Entre as preocupações apresentadas por esses segmentos estão o aumento do custo da hora trabalhada — que poderia chegar a 22% para trabalhadores que hoje cumprem 44 horas semanais — e os desafios de adaptação em setores mais intensivos em mão de obra, como transporte, comércio e serviços.

40 horas, com escala 5×2

Embora a PEC trate da redução para 36 horas semanais, especialistas ouvidos pela reportagem consideram essa meta de difícil implementação imediata.

Para Clemente Ganz Lúcio, coordenador do Fórum das Centrais Sindicais, “não há como puxar a carga de 44 para 36 horas”. Segundo ele, neste momento, “o ideal seria ficar em 40 horas, o que permitiria uma escala semanal de 5×2 [com oito horas diárias] em vez do 6×1”.

O dirigente ressalta ainda que as mudanças devem levar em conta as especificidades dos setores e que a legislação precisa reforçar o papel da negociação coletiva na definição dos turnos de trabalho.

Aumento do consumo

Já Adriana Marcolino, diretora técnica do Dieese (Departamento Intersindical de Estatística e Estudos Socioeconômicos), avalia que os impactos estimados pelos estudos consideram um cenário estático.

“A contratação de mais trabalhadores [para manter as atividades] aumentará o consumo.

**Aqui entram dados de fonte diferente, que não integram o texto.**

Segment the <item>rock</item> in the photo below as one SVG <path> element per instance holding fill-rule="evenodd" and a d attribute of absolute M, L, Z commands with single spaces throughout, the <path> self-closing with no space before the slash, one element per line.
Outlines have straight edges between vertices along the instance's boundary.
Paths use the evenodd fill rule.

A produtividade também pode crescer com a reorganização das empresas, com mais inovação e tecnologias. Hoje, há um cenário de superexploração do trabalho no Brasil”, afirma.

Justiça social

No movimento sindical — como você vem acompanhando nas coberturas do Rádio Peão Brasil (RPB) sobre a luta pelo fim da escala 6×1 e pela jornada de 40 horas semanais — a avaliação predominante é de que eventuais mudanças devem considerar as especificidades de cada setor e ser implementadas por meio de negociação coletiva.

Na avaliação do RPB, a redução da jornada de trabalho deve ser compreendida como uma medida de justiça social, capaz de ampliar as condições para a formação e qualificação profissional dos trabalhadores, aumentar a empregabilidade e favorecer a mobilidade social. Ao permitir mais tempo para estudo, capacitação e desenvolvimento pessoal, a medida tende a contribuir para a construção de uma força de trabalho mais preparada, o que se traduz em ganhos de produtividade com maior qualidade e competitividade para o país no médio e longo prazo.

O debate avança no campo institucional. No último dia 9, o presidente da Câmara dos Deputados, Hugo Motta, encaminhou à Comissão de Constituição e Justiça uma Proposta de Emenda à Constituição (PEC) sobre o tema.